Tim Peake helps successful space walk
- Published
UK astronaut Tim Peake has helped two fellow crew members to carry out a space walk outside the International Space Station (ISS) to carry out repairs.
Astronauts Tim Kopra and Scott Kelly, from the US space agency Nasa, had to fix a broken part.
As they suited up and prepared to go out into space, they got help from Tim Peake and Sergey Volkov.
Mr Peake arrived at the ISS on 15 December 2015.
He is the first UK astronaut to be chosen by the European Space Agency and is spending six months aboard the ISS.
Tim Peake helped them get dressed
The space walk lasted about three hours.
The space walk was the seventh time ISS crew members have ventured outside in 2015.
The astronauts needed to fix a broken part called the "mobile transporter" - a rail car that moves a robotic arm up and down the length of the space station.
The mobile transporter became got stuck last Wednesday.
It's not clear why it broke.
Space station managers wanted to make sure the part was properly latched down ahead a cargo supply ship arriving at the ISS tomorrow.

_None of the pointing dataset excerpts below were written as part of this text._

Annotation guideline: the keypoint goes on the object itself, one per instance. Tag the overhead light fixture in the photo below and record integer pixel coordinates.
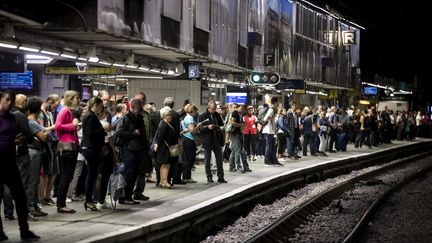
(144, 68)
(39, 57)
(155, 70)
(131, 59)
(91, 55)
(8, 31)
(119, 65)
(93, 59)
(30, 49)
(139, 77)
(50, 53)
(8, 45)
(105, 63)
(67, 55)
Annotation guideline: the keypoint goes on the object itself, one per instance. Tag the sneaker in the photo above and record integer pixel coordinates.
(30, 217)
(3, 236)
(190, 181)
(40, 212)
(276, 163)
(9, 216)
(128, 202)
(77, 199)
(29, 236)
(141, 197)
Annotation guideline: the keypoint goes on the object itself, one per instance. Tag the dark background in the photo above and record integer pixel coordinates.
(394, 43)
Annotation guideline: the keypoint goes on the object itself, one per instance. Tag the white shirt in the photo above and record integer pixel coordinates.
(269, 128)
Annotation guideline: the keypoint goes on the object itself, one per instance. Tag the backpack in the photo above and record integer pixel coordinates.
(261, 114)
(366, 122)
(228, 124)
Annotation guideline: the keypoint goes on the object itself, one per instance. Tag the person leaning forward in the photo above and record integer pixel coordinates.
(211, 125)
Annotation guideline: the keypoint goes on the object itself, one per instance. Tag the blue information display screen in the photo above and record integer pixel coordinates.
(16, 81)
(193, 71)
(368, 90)
(238, 98)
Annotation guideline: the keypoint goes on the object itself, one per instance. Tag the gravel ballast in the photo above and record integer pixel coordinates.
(331, 224)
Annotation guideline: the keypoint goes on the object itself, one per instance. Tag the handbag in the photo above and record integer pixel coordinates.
(66, 149)
(174, 150)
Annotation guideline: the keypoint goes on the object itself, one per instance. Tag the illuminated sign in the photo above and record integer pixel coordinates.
(87, 71)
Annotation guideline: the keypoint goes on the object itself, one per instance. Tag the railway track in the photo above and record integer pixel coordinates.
(285, 227)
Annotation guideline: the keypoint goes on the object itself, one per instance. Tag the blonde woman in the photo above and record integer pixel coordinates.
(67, 127)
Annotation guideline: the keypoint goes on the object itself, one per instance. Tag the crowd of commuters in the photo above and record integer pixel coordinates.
(47, 146)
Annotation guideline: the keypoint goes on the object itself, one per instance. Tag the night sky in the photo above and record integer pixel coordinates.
(394, 41)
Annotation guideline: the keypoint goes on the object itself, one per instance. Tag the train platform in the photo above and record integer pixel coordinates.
(128, 222)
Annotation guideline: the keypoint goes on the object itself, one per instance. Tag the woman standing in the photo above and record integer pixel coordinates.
(164, 139)
(67, 127)
(250, 133)
(91, 146)
(189, 127)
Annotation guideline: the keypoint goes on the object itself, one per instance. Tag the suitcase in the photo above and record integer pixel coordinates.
(341, 141)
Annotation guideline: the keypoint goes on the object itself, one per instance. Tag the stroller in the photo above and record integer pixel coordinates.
(116, 183)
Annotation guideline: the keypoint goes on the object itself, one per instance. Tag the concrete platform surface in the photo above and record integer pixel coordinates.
(166, 204)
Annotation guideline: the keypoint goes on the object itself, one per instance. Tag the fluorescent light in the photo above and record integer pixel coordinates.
(39, 61)
(144, 68)
(8, 45)
(24, 48)
(39, 57)
(68, 56)
(93, 59)
(139, 76)
(154, 70)
(119, 65)
(105, 63)
(50, 53)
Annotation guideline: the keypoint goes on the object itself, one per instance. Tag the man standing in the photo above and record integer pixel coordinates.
(132, 131)
(212, 123)
(145, 166)
(9, 174)
(269, 132)
(237, 141)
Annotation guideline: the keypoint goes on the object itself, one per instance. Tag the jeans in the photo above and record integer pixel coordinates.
(93, 159)
(290, 145)
(67, 169)
(217, 149)
(236, 148)
(189, 148)
(8, 201)
(250, 144)
(270, 149)
(35, 167)
(131, 160)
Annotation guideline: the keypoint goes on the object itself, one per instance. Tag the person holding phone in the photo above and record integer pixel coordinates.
(210, 137)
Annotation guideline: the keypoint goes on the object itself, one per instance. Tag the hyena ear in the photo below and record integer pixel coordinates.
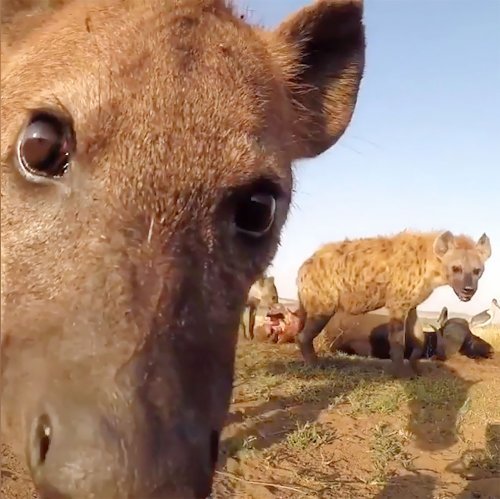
(443, 243)
(483, 246)
(320, 50)
(443, 317)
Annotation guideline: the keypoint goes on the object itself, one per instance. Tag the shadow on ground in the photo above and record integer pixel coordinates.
(435, 400)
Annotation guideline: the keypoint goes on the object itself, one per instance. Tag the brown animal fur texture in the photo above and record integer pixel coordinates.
(146, 174)
(397, 272)
(262, 295)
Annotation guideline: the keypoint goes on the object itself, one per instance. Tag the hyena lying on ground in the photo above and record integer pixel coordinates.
(146, 161)
(367, 335)
(398, 272)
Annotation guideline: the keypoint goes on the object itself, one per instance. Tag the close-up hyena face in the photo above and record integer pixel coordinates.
(146, 175)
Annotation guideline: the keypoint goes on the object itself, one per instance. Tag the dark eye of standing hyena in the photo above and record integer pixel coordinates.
(47, 143)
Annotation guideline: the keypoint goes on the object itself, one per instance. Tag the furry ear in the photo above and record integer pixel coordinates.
(320, 50)
(483, 246)
(443, 243)
(443, 317)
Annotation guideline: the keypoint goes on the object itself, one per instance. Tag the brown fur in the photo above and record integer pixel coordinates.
(124, 280)
(398, 272)
(263, 293)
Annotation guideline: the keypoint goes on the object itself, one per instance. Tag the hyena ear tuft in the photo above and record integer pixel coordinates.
(321, 50)
(483, 245)
(443, 243)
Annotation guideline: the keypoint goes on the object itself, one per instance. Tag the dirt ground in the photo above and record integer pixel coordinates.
(348, 430)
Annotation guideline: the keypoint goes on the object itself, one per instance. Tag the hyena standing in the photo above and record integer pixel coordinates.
(398, 272)
(262, 293)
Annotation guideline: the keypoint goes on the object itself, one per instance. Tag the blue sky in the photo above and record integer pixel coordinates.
(423, 149)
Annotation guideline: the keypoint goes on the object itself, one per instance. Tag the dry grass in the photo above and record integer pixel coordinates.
(348, 429)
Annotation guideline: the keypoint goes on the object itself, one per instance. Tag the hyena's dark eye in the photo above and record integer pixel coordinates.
(254, 214)
(45, 146)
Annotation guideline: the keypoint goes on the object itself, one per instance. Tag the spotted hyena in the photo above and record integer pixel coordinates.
(399, 273)
(146, 162)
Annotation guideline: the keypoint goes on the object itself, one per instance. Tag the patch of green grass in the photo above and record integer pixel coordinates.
(373, 397)
(306, 436)
(439, 392)
(388, 449)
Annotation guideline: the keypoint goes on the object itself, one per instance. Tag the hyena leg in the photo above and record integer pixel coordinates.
(397, 346)
(252, 310)
(312, 327)
(414, 330)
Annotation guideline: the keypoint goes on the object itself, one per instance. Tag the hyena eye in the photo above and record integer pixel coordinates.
(45, 146)
(254, 213)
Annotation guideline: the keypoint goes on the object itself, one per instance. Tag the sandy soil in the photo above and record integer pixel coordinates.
(349, 430)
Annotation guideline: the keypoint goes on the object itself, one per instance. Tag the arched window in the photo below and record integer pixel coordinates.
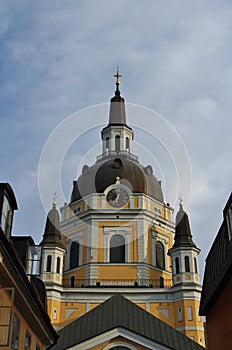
(177, 265)
(49, 263)
(74, 255)
(119, 348)
(117, 143)
(159, 253)
(58, 265)
(186, 262)
(127, 143)
(195, 265)
(117, 249)
(107, 143)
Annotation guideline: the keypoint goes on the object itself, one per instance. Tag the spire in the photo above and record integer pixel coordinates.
(52, 235)
(183, 236)
(117, 76)
(117, 106)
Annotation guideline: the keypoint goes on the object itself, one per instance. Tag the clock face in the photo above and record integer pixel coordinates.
(117, 197)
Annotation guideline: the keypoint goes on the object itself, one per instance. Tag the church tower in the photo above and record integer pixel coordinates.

Tim Peake's duties included getting the crew inside their space suits and out of the airlock while talking to mission control back on the ground.
The space walk was the third in Mr Kelly's career and the second for Mr Kopra.
On Friday, during a live link-up from the space platform, he said his first few days in orbit have been 'absolutely spectacular'
He showed off a backwards somersault saying he was surprised how quickly his body had adapted to weightlessness.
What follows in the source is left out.